The judge agreed. Reese imposed consecutive zero- to five-year sentences for the first two felony counts and a concurrent zero- to five-year sentence for the third. He is still requiring Jenson to pay restitution, plus interest, upon getting out of prison.
Reese said he based his decision on Jenson's failure to pay the men back on his conviction years earlier for failure to pay federal income tax and a "pattern of you raising money, making promises and not repaying [people]." He said the sentence had nothing to do with felony charges the Attorney General's Office filed in August against Jenson and his brother, Stephen Roger Jenson, 46, of Sandy, over the proposed Mount Holly Club above Beaver.
In that case, the AG's Office accused Marc Jenson of eight second-degree felonies and Stephen Jenson of 11 felonies for alleged communications fraud, money laundering and a pattern of unlawful activity in soliciting investments that would have turned little Elk Meadows ski resort into a gated community with a private ski resort and a Jack Nicklaus-designed golf course.
But Mount Holly went bankrupt before it started. An investor who acquired it in foreclosure opened the resort last winter as a public ski resort called Eagle Point.
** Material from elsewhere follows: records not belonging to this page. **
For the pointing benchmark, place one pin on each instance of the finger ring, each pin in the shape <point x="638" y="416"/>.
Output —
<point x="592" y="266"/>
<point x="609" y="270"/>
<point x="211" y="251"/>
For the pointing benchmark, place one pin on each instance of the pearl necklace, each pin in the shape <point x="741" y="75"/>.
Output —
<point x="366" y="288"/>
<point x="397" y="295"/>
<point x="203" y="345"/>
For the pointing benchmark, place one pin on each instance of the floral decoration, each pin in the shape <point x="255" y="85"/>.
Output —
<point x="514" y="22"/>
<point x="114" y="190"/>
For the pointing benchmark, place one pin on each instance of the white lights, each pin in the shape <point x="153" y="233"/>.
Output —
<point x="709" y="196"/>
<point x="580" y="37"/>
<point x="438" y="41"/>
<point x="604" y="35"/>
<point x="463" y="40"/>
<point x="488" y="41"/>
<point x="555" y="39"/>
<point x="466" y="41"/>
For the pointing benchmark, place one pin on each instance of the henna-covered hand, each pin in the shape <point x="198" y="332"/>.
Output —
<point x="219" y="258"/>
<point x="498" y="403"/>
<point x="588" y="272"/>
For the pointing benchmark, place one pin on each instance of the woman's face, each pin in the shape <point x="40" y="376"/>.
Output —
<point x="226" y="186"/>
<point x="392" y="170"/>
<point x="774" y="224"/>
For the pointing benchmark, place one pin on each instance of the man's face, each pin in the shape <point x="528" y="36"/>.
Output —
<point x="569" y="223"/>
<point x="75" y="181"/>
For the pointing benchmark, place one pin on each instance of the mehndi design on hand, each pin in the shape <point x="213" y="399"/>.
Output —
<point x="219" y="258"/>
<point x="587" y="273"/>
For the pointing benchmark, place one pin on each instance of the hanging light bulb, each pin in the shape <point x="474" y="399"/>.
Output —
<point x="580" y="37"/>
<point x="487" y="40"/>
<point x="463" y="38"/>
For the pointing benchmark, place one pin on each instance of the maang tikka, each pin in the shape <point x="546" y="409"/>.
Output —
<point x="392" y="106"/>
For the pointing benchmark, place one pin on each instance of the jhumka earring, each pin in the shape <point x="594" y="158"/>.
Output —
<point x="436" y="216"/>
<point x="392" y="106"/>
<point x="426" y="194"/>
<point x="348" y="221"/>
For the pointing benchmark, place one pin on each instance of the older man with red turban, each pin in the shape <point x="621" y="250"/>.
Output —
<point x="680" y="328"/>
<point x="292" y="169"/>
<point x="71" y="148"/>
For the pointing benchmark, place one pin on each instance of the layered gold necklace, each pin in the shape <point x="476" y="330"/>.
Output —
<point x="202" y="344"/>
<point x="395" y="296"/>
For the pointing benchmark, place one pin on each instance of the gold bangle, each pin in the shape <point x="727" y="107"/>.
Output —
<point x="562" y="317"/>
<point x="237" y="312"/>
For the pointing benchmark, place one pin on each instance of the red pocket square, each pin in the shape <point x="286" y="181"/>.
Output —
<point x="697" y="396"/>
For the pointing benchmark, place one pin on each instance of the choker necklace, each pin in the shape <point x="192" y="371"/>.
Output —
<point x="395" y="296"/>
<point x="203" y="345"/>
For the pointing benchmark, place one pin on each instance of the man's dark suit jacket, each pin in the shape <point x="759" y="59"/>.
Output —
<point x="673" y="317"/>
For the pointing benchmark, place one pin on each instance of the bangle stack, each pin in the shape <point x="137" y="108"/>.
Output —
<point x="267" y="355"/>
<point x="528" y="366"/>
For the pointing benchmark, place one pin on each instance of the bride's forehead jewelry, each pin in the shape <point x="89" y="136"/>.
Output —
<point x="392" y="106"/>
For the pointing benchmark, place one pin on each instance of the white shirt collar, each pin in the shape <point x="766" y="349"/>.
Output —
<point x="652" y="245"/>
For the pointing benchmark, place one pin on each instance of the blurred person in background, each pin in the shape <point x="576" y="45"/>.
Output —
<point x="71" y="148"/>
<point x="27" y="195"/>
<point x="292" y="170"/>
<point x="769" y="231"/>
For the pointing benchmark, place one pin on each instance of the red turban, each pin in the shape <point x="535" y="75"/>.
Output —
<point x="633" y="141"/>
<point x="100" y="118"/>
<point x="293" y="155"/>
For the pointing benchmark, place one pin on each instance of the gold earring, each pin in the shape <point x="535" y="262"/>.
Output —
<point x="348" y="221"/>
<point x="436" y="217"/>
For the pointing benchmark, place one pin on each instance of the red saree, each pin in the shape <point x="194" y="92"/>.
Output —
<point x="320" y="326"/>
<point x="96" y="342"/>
Jenson, handcuffed and wearing a blue jail uniform, apologized in court to Bodell and Ebeling for "the harm I've caused them. I accept full responsibility." He asked the judge to give him another chance to repay the $4 million, contending his previous efforts to raise the money were thwarted by unnamed people who sent messages to his business contacts "and overturned what I was setting up."
"I'm horrified this has come this far," he said, pausing for a lengthy time, "but I'd like the chance to make it right."
Ebeling and Bodell encouraged the judge to deny that request, contending they have waited 11 years to get their money back and did not believe Jenson would live up to his promises.
"I don't want restitution from another victim," Ebeling said afterward. "Justice was done. Mercy cannot rob justice. The judge gave him the opportunity for mercy with the plea in abeyance. Jenson's free choice was to ignore the mercy the judge had given. The judge made justice supreme."